I've been fighting a monstrous cold all week, even staying home from work a day and a half because I couldn't cough and breathe at the same time. You can pick up some super germs in a hospital, especially when not getting proper sleep or nutrition. (Did you know you can make a meal out of a Dunkin Donuts coffee and a can of Red Bull? Multiple times?)
A week ago today, we buried my Grandma. Omi. My Omi, who I never called Omi in front of my friends when I was a kid since it always seemed too difficult to explain that Omi is german for grandma.
Three days earlier, on Wednesday the 21st, we got a call on my Mom's cell phone at 2:15am that she was gone. We had been home and asleep for about four hours. She had been home for less than 12 hours.
Four days earlier, Tuesday the 20th, was a coordinated effort by my mom's entire family - all eight of us - and a few wonderful hospice nurses and EMTs to get her home in time. After thinking it wouldn't happen, she made it and woke up enough to realize where she was.
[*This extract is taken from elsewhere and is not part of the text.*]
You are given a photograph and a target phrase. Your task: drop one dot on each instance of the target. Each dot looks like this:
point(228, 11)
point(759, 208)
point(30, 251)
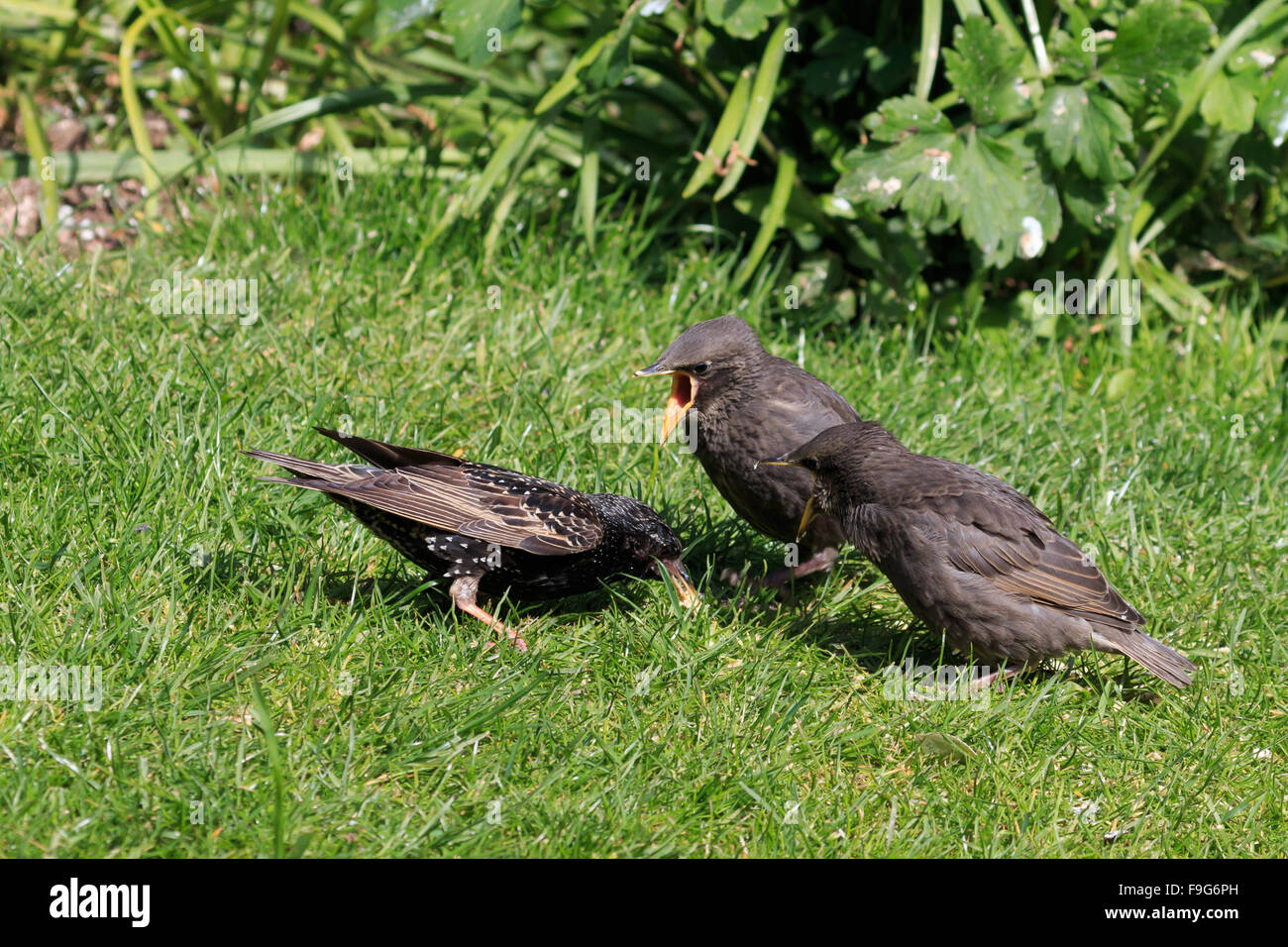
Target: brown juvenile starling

She tried to say my name, and mouthed "I love you" when I repeated over and over that I loved her and I would miss her. (I hope I didn't make her sad.) It was all I could do to leave her side and get some sleep.
Three days earlier. Monday. Everything is so surreal. We keep hitting the extremes of emotions when Omi wakes up to eat or talk to us, and then falls back asleep and struggles to breathe. Her doctor recommends hospice. We are devastated, but agree it is the only reasonable course of action. I am so excited with every small thing she does, as if it will really make a difference at this point. She lets me feed her a half a cup of chicken broth and a few bites of Jello. It was the most liquid she had in over 24 hours. I buy her a yellow carnation in the hospital gift shop. When I go to show it to her, she opens her eyes and says "it's pretty". I put it on the windowsill of her hospital room, and then carefully move it everywhere she goes for the next few days. I consider putting it in her casket, but am not sure I want to part with it. She is moved up to the hospice floor in the afternoon. Sitting in the family meeting room with a hospice Chaplin I think once again "What in the world am I doing here?". Talked with my very awesome and understanding boss, and was told everything there would be taken care of for the week and not to worry about it. Stopped at Target by my parents house to buy underwear, socks, and a few t-shirts.
Five days earlier, Sunday July 18th. I am taking a class on hand carding fibers at the Midwest Folk Art and Fiber Fair. It moved to the Lake County Fairgrounds this year, which is only 15 minutes from my house. How convenient! It finishes at 12:30, and I am looking forward to walking around the booths and picking up a few things I saw while browsing the day before. I check my phone, which I had heard beeping the text messages while in class, and see a note from my husband that says "call me as soon as you are finished". Mom had called him and said to get down to the hospital ASAP. I had him pack a change of clothes for me just in case, but I don't really plan on missing work Monday.
Thursday, July 15th. Spoke with my Mom on the phone. Omi is in the hospital after a spell of anger and confusion related to her (apparently worsening) dementia. They give her some prescriptions that seem to help and plan on sending her home soon. Mom doesn't seem overly concerned so I don't give it too much extra worry.
I always lived close to my grandparents (Omi and Papa) growing up. For many years, I was at their house every single day. Even as I got older it was unusual to go more than a week without seeing them. This was completely normal to me - I never understand how kids at school didn't see their grandparents often.
So many of the things I love are things Omi loved and included me in. Cooking, baking, gardening, sewing, knitting, reading... I am so thankful to have those memories with her. I am so very very thankful that I was able to be with her during her last few days and make sure she knew how much I love her. It helps to override the thoughts of I should have called more, I should have visited more.
My head is starting to clear a little and I am becoming more able to live in reality. Or at least some sort of alternate reality where I occasionally wake up and remember that she is gone. I do have some goodies I bought at the Fiber Fair, which I want to photograph and write a little about.
Finally, I hope this isn't too depressing or morbid a post. I needed to get it out of my brain while still preserving the memories for a time when I might be able to better process them.